A group of British experimenters are holding weekly meetings in an effort to counteract the Arizona conference's approach to untangling consciousness.
The group has been meeting to hear about such subjective experiences as telepathy, hauntings and lucid dreaming. Organiser Ijaz Rasool, founder of Stanmore-based Qinetics International, said that without exploring such experiences it was impossible to understand consciousness properly.
He believes that the mainstream thinking represented in Arizona is too remote from the public's experiences of consciousness. He says the goal of consciousness studies should be spiritual to see "how people could use it to improve the character of their lives. It should have some practical application".
Speakers at his sessions include Bernard Carr, professor of astrophysics at Queen Mary College, on the paranormal; Tony Cornell, president of the Cambridge University Society for psychical research, on ghosts and hauntings; and Arthur Ellison, an electrical engineer and past president of the Society for Psychical Research, on lucid dreaming.
Mr Rasool, who has a degree in astrophysics from Queen Mary and Westfield College, has interspersed these talks with sessions from mediums, psychic healers and other practitioners.
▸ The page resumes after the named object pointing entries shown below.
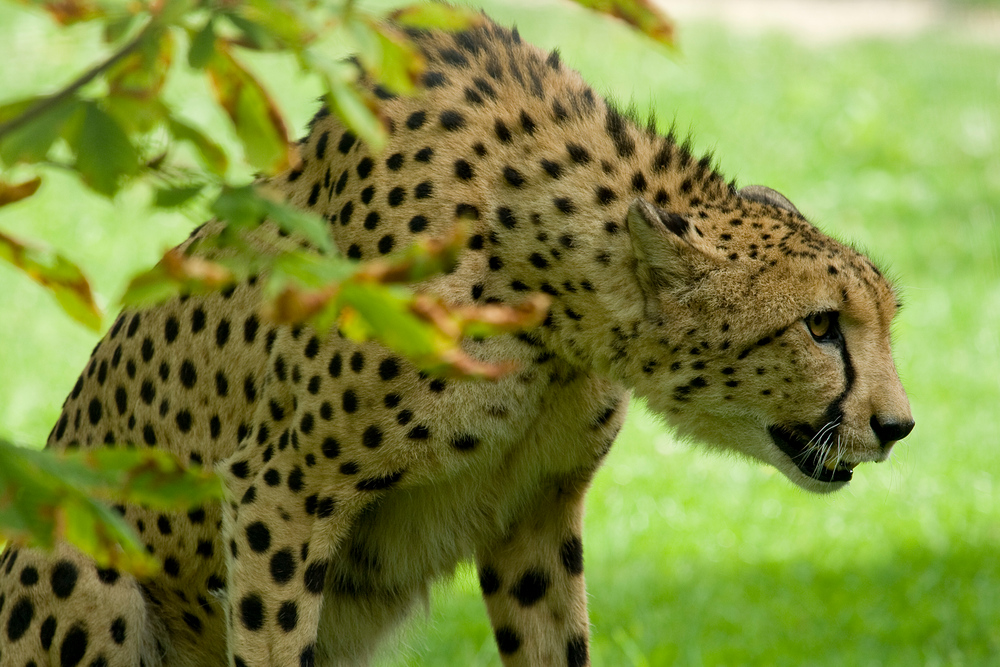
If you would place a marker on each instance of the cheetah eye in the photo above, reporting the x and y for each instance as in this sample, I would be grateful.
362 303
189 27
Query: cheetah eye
823 326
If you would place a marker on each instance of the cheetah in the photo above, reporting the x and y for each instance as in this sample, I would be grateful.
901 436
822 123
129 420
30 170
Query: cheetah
354 480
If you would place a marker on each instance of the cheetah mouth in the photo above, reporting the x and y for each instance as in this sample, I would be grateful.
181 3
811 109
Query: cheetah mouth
798 444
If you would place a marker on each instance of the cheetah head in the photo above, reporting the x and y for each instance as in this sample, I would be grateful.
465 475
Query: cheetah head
779 337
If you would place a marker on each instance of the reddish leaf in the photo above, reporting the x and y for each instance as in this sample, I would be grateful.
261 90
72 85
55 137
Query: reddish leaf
142 73
59 275
176 273
258 121
643 15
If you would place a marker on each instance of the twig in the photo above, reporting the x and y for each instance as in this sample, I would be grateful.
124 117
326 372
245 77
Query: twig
46 103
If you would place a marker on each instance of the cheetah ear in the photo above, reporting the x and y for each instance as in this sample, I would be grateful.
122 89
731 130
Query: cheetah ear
765 195
668 248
Antonio Pittaguarl, who heads the Institute of Projectiology in Catford, south London, introduced last week's audience to lucid dreams and out-of-body experiences. He advocates developing such abilities because enhanced consciousness leads to moral development. "This is not extra-physical tourism," he said.
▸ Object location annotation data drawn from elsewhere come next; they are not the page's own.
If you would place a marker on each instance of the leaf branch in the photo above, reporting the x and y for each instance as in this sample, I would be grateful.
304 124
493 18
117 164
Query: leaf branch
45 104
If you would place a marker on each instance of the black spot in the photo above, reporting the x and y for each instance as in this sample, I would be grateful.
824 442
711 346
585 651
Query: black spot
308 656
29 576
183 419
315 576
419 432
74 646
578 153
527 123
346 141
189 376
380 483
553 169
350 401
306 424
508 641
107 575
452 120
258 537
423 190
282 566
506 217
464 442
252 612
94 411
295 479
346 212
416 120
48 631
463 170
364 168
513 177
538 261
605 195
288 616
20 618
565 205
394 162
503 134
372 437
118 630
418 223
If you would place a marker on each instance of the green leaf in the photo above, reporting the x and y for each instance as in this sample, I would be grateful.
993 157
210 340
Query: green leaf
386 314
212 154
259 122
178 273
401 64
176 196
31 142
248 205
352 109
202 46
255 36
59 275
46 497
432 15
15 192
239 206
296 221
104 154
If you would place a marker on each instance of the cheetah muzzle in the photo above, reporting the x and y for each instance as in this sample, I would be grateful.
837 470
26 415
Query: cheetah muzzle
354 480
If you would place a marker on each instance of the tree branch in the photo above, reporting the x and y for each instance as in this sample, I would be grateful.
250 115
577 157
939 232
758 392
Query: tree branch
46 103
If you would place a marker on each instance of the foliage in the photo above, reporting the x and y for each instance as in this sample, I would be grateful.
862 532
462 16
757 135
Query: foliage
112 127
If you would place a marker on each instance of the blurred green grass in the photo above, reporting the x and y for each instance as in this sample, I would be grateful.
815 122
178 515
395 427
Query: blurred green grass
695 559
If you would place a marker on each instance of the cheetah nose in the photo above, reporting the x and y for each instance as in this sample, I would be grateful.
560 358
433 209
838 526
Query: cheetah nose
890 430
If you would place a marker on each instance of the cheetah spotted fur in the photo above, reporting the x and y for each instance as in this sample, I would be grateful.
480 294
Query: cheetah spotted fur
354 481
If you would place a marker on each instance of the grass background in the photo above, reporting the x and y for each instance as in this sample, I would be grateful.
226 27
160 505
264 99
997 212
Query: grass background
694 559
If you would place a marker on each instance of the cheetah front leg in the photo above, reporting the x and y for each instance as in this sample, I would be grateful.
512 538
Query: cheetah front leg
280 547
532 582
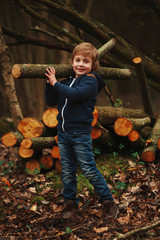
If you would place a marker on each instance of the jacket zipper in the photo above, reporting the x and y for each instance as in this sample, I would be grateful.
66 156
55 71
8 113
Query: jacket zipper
62 112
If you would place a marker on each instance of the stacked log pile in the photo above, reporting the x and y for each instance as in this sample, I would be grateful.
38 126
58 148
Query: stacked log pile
111 125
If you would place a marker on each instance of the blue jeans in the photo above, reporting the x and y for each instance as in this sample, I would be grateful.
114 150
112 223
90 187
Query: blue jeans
77 148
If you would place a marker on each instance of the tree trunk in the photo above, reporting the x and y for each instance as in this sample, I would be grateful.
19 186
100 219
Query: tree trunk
8 82
149 153
64 71
108 114
143 86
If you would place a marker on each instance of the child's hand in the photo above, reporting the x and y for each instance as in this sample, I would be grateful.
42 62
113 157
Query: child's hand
51 75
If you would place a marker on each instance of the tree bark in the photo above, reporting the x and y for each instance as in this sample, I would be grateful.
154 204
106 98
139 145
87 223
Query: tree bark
8 82
108 114
143 86
64 71
149 153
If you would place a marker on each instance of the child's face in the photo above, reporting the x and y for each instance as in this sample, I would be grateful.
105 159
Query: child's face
82 64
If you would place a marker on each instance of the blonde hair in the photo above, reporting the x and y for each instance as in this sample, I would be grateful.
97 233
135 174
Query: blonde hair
85 49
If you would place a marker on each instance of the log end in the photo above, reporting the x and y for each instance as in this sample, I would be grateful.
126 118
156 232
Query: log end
95 117
32 166
16 71
26 143
25 153
122 126
137 60
58 166
49 117
46 161
55 153
96 133
133 136
148 156
9 139
158 144
30 127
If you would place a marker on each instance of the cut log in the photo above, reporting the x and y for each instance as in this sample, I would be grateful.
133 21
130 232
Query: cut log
56 139
42 142
11 139
64 71
158 144
49 117
149 153
30 127
143 86
139 123
58 165
122 126
96 133
108 114
25 153
32 166
46 161
135 139
95 117
146 132
26 143
106 138
55 152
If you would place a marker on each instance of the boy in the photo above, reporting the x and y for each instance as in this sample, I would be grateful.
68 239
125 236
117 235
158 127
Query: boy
76 99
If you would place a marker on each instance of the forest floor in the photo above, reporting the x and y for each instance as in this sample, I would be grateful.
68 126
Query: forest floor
31 205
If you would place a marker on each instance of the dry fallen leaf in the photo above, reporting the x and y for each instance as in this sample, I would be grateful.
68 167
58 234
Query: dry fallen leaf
101 230
34 207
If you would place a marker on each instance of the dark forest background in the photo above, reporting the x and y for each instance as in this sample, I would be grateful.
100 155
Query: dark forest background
136 21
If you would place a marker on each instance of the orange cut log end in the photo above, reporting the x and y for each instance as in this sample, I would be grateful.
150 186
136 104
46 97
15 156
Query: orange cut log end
133 136
16 72
46 161
49 117
25 153
55 152
95 117
33 166
96 133
158 144
148 156
137 60
30 127
26 143
9 139
58 166
122 126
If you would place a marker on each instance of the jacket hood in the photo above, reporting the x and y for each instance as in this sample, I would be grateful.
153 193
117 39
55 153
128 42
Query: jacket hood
101 83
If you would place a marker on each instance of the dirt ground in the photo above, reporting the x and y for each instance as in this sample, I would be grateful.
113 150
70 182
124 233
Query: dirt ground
31 205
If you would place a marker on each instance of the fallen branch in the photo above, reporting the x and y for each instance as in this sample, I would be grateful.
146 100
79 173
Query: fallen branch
139 230
64 71
149 153
143 86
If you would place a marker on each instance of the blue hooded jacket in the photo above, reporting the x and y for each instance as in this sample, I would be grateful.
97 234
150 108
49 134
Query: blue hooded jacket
76 98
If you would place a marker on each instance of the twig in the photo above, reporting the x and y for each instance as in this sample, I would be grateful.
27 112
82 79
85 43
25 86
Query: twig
139 230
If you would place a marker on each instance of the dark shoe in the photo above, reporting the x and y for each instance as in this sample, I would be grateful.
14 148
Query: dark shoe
109 209
70 210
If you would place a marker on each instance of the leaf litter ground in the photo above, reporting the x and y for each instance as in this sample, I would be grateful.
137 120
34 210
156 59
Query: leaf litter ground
31 205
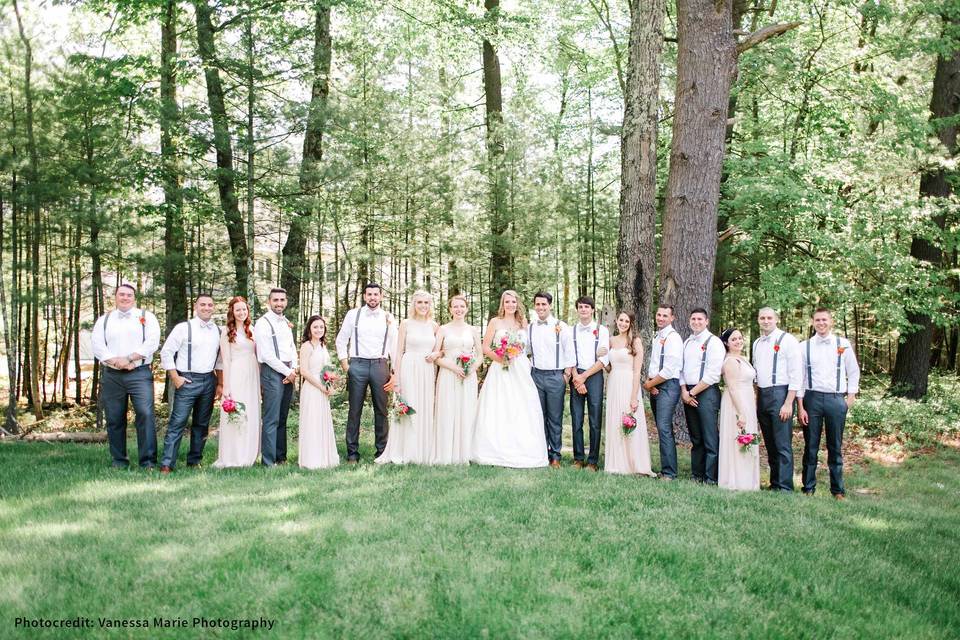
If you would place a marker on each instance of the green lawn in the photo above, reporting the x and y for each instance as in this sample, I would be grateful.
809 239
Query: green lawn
474 552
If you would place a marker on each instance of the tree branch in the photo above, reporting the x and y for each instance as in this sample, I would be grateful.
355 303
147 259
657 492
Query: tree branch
764 34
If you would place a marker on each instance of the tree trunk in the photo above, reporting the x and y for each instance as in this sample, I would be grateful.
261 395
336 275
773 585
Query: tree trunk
500 255
638 161
35 230
226 177
174 237
706 61
912 368
294 249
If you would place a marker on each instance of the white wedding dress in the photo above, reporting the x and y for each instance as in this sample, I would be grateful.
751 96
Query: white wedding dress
509 427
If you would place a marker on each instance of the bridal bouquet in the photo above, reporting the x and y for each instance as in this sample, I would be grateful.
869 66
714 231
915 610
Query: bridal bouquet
628 422
509 348
747 440
235 410
401 407
329 376
466 361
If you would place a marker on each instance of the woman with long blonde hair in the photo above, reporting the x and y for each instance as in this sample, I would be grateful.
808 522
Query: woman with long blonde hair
509 427
410 438
456 385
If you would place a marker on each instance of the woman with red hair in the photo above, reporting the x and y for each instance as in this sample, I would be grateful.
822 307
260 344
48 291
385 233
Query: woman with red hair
239 439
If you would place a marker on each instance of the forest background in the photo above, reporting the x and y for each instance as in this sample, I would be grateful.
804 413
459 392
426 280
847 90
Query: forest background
720 153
Mr Pittaguarl wants more research on such experiences, which he believes happen when the soul leaves the body. Most scientists take the wrong approach, he says. He has this message for Roger Penrose, Daniel Dennett and Francis Crick, three of the leading mainstream thinkers on consciousness: "Have your own experience and you will see the immense gap between the experience and their [current] explanations."
Mr Rasool says: "Until now study of consciousness has been labelling but now people have to try and understand the meaning behind the phenomena they do experiments with".
He concedes that the Arizona conference has tried to link science and spirituality - "but they're not coming up with anything," he said. We want to know "how people could use it to improve the character of their lives."